Choice Architecture in the Cafeteria: An Experiment for Colleges and Universities
By Art Carden
Last summer, during one of my first meals at Samford University, I thought I had stumbled upon clever choice architecture at one of the drink dispensers. You can get water by pushing your cup against a lever, but getting soda requires holding your cup under a dispenser and then pushing a button with your other hand (unless you are unusually dexterous). It turns out this was just an idiosyncrasy of one machine: at the others, Coke and Pepsi were just as easy to get as water.
This makes me think, though, that there is a lot of potential for an experiment–and possibly a research paper–that would meet the approval of Richard Thaler and Cass Sunstein as well as (say) Glen Whitman and Mario Rizzo, though I don’t want to put words in anyone’s mouths. I’ve seen in a few places claims that the “Freshman Fifteen” has become the “Freshman Forty,” and my understanding is that soft drinks are one of the leading sources of empty calories.
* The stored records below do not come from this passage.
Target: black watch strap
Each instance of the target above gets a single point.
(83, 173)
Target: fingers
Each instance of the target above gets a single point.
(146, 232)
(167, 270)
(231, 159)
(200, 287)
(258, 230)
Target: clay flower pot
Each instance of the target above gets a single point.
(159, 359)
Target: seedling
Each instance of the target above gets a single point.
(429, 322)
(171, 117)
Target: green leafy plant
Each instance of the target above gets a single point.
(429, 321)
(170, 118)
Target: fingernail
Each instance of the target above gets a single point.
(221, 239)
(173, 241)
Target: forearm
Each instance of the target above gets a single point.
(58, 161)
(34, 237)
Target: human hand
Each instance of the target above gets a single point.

I wonder if rigging the drink machines at the cafeteria to make it much easier to get water than soda would make much of a difference.
Samford’s Nutrition majors have to take Principles of Macroeconomics, which is our introductory economics course. Indeed, some of them are probably enrolled in my online Principles of Macro course right now. In it, they learn (or should learn) the basics of the economic way of thinking. If there is a Samford nutrition major looking for a project and reading this right now, hop to it! I look forward to seeing what you find out.